Welche Relevanz haben Wettbewerbe wie der INsider für die Innenarchitektur?

PD: Ich finde, dieser Preis hat eine wirklich hohe Relevanz – denn: Es gibt eigentlich nur sehr wenige Preise in der Innenarchitektur. Von daher ist der INsider, der nicht nur ein Projekt, sondern tatsächlich eher Lebenserfahrung und -einstellung bepreist, von echter Bedeutung. Einfach eine ganz andere Art der Auszeichnung. Und, was ich toll finde und was auch immer wertgeschätzt wird, ist, dass die Kolleg*innen sich gegenseitig beurteilen. Eine kompetentere Fachjury kann man ja kaum haben. Die Entscheidung findet, so jedenfalls meine Erfahrung, fair und ohne Streit in einer – jährlich – immer wieder tollen Truppe statt. Zusätzlich beeindruckt mich auch einfach die Kontinuität dieses Preises, er ist ein wahnsinnig zuverlässiges und wichtiges Medium in der Branche.

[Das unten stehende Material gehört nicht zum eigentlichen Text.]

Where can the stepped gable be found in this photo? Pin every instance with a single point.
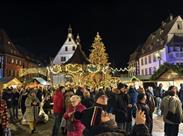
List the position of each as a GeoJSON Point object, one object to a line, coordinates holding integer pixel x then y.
{"type": "Point", "coordinates": [79, 56]}
{"type": "Point", "coordinates": [159, 38]}
{"type": "Point", "coordinates": [67, 49]}
{"type": "Point", "coordinates": [7, 46]}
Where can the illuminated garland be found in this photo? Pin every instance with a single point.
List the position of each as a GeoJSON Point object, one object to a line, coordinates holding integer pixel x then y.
{"type": "Point", "coordinates": [56, 69]}
{"type": "Point", "coordinates": [122, 70]}
{"type": "Point", "coordinates": [71, 68]}
{"type": "Point", "coordinates": [93, 68]}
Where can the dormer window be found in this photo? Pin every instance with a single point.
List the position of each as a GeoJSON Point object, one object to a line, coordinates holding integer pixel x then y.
{"type": "Point", "coordinates": [179, 26]}
{"type": "Point", "coordinates": [63, 58]}
{"type": "Point", "coordinates": [66, 48]}
{"type": "Point", "coordinates": [73, 48]}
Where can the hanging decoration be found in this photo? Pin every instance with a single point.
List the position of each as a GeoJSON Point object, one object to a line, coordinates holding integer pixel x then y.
{"type": "Point", "coordinates": [73, 68]}
{"type": "Point", "coordinates": [93, 68]}
{"type": "Point", "coordinates": [56, 69]}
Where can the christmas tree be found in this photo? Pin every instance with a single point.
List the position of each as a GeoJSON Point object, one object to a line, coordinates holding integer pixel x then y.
{"type": "Point", "coordinates": [98, 55]}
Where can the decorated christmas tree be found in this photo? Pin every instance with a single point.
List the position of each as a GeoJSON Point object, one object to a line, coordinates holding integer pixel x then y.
{"type": "Point", "coordinates": [98, 55]}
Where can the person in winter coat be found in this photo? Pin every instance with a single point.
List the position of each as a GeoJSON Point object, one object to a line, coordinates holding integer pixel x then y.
{"type": "Point", "coordinates": [159, 93]}
{"type": "Point", "coordinates": [142, 105]}
{"type": "Point", "coordinates": [121, 109]}
{"type": "Point", "coordinates": [74, 126]}
{"type": "Point", "coordinates": [3, 115]}
{"type": "Point", "coordinates": [31, 113]}
{"type": "Point", "coordinates": [87, 101]}
{"type": "Point", "coordinates": [180, 93]}
{"type": "Point", "coordinates": [8, 97]}
{"type": "Point", "coordinates": [22, 99]}
{"type": "Point", "coordinates": [101, 123]}
{"type": "Point", "coordinates": [58, 109]}
{"type": "Point", "coordinates": [171, 103]}
{"type": "Point", "coordinates": [15, 103]}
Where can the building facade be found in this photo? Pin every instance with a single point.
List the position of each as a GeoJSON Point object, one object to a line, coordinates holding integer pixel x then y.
{"type": "Point", "coordinates": [11, 58]}
{"type": "Point", "coordinates": [163, 45]}
{"type": "Point", "coordinates": [67, 50]}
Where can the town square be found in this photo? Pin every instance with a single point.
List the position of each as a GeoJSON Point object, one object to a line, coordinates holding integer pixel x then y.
{"type": "Point", "coordinates": [73, 68]}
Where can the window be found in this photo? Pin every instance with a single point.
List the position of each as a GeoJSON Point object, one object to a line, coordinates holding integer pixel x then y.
{"type": "Point", "coordinates": [154, 57]}
{"type": "Point", "coordinates": [179, 25]}
{"type": "Point", "coordinates": [150, 71]}
{"type": "Point", "coordinates": [146, 72]}
{"type": "Point", "coordinates": [154, 70]}
{"type": "Point", "coordinates": [149, 58]}
{"type": "Point", "coordinates": [12, 60]}
{"type": "Point", "coordinates": [63, 58]}
{"type": "Point", "coordinates": [16, 61]}
{"type": "Point", "coordinates": [66, 48]}
{"type": "Point", "coordinates": [20, 62]}
{"type": "Point", "coordinates": [145, 60]}
{"type": "Point", "coordinates": [142, 62]}
{"type": "Point", "coordinates": [142, 72]}
{"type": "Point", "coordinates": [73, 48]}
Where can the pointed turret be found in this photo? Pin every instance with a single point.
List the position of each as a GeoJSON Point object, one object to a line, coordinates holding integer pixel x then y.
{"type": "Point", "coordinates": [77, 39]}
{"type": "Point", "coordinates": [70, 32]}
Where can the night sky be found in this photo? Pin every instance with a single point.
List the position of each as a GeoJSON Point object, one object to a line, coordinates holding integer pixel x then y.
{"type": "Point", "coordinates": [41, 27]}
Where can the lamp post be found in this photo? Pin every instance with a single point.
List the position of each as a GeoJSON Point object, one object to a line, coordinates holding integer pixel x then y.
{"type": "Point", "coordinates": [158, 55]}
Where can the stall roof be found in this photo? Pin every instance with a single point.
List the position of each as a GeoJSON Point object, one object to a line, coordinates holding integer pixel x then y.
{"type": "Point", "coordinates": [7, 79]}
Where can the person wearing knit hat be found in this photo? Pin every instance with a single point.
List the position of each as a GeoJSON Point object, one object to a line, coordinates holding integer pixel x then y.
{"type": "Point", "coordinates": [99, 123]}
{"type": "Point", "coordinates": [74, 126]}
{"type": "Point", "coordinates": [101, 100]}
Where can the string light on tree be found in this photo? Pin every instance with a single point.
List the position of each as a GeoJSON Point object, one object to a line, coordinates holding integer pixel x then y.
{"type": "Point", "coordinates": [98, 55]}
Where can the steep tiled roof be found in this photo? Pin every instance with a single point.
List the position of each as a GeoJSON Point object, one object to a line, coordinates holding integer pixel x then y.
{"type": "Point", "coordinates": [177, 39]}
{"type": "Point", "coordinates": [78, 57]}
{"type": "Point", "coordinates": [157, 39]}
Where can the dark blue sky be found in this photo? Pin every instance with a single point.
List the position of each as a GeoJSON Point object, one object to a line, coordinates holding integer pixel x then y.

MQ: Ich glaube, was den INsider auszeichnet, ist: Es geht nicht um Projekte, es geht um Erfahrungen und den Ausdruck dieser. Und das Schöne dabei ist die Frage: Was ist Erfahrung in diesem Sinne? Es geht um Haltung – das ist der Begriff, der für mich den INsider prägt und wirklich auszeichnet. Man lernt im Rahmen dieses Awards jede*n Teilnehmer*in wirklich kennen und ich glaube, die Entscheidung, wer gewinnt, liegt nicht nur an dem 10-minütigen Vortrag seitens der Teilnehmenden, sondern sie ist durch das ganze Konstrukt der Veranstaltung geprägt. Es ist wirklich jedes Mal wieder unheimlich spannend: Es kommen um die zwölf Personen zusammen, die sich fast alle nicht kennen – und es braucht eigentlich nicht mal eine halbe Stunde und schon wird gemeinsam gelacht und man ist direkt zu einer harmonischen Gruppe geworden. Das liegt sicher an den Good Vibrations, die die Kolleg*innen untereinander haben, verbunden durch das gemeinsame Tun, aber ich finde, bei der Bewertung entscheiden dann immer Leidenschaft und Haltung.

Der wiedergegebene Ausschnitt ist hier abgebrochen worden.